Ricordare la Shoah non è solo un tributo alle vittime – milioni di ebrei, uomini, donne, anziani e bambini, insieme a minoranze etniche, oppositori politici e altre categorie perseguitate – ma un monito per le generazioni presenti e future. È il richiamo alla consapevolezza che l’odio razziale, la discriminazione e l’indifferenza possono condurre all’annientamento dei valori fondamentali della dignità e dell’umanità.
Anche l’Italia ha avuto un ruolo drammatico in questa pagina oscura della storia, partecipando con le leggi razziali del 1938 alla persecuzione e alla deportazione degli ebrei. Luoghi come la Risiera di San Sabba ci ricordano che anche sul nostro territorio si è consumata questa tragedia.
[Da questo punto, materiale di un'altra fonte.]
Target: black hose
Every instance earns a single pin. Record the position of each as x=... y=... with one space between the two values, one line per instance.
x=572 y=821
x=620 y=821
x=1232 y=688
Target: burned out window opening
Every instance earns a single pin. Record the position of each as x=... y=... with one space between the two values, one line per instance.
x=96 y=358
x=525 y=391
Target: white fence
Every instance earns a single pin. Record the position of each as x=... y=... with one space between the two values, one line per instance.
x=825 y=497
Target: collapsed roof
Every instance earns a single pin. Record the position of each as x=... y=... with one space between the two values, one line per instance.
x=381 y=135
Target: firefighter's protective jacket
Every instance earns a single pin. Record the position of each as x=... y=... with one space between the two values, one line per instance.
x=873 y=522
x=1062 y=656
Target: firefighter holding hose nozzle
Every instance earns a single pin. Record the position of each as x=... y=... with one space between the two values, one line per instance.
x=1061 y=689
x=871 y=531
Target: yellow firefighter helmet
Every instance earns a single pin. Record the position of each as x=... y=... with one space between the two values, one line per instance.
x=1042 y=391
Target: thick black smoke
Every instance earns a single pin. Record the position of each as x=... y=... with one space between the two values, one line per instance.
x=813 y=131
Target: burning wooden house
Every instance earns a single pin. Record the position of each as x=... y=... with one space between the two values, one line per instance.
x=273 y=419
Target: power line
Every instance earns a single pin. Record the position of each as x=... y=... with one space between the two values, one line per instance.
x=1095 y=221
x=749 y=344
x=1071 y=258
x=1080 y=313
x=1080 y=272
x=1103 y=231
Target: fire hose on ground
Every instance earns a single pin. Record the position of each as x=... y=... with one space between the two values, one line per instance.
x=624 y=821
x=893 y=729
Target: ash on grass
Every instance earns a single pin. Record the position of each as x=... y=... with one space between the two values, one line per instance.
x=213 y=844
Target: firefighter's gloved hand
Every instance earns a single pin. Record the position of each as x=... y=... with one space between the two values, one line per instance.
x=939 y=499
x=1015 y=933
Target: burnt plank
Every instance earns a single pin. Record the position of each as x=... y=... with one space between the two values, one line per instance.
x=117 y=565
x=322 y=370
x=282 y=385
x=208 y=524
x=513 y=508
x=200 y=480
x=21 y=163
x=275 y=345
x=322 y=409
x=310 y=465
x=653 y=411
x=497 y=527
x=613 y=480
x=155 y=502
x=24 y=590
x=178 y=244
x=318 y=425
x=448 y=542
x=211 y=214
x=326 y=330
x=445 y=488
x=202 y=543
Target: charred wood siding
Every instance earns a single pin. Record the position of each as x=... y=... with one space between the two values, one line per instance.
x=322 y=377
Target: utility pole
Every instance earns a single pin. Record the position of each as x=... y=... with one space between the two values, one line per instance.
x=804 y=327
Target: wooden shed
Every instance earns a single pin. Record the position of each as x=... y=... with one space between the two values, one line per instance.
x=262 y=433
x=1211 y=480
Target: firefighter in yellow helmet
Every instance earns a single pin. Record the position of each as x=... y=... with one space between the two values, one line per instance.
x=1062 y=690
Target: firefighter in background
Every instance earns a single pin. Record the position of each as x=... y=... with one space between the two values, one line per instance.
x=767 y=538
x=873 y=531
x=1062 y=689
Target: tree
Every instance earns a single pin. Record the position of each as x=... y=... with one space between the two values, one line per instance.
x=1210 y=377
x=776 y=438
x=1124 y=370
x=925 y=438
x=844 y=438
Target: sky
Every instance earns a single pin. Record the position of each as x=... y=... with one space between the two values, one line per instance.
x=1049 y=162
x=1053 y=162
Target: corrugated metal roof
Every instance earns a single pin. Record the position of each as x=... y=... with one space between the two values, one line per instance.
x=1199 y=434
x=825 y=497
Celebrare il Giorno della Memoria non è solo un atto formale, ma un’occasione per riflettere su come proteggere i valori democratici e i diritti fondamentali. Come ci insegna Primo Levi, “Se comprendere è impossibile, conoscere è necessario”. Questo è l’impegno che dobbiamo assumere: trasmettere alle nuove generazioni gli insegnamenti di quella tragica esperienza affinché gli orrori del passato non si ripetano mai più.
Oggi, in un mondo sempre più globalizzato, è fondamentale costruire una convivenza basata sul rispetto reciproco e sull’accettazione delle diversità. Mai più devono prevalere ideologie che giustificano la discriminazione, la violenza e la sopraffazione.
A ottant’anni dalla liberazione di Auschwitz, il ricordo non è solo memoria storica, ma un dovere morale e civile. È l’impegno quotidiano contro ogni forma di odio e intolleranza, nella consapevolezza che ogni gesto, anche il più piccolo, contribuisce a costruire un futuro migliore.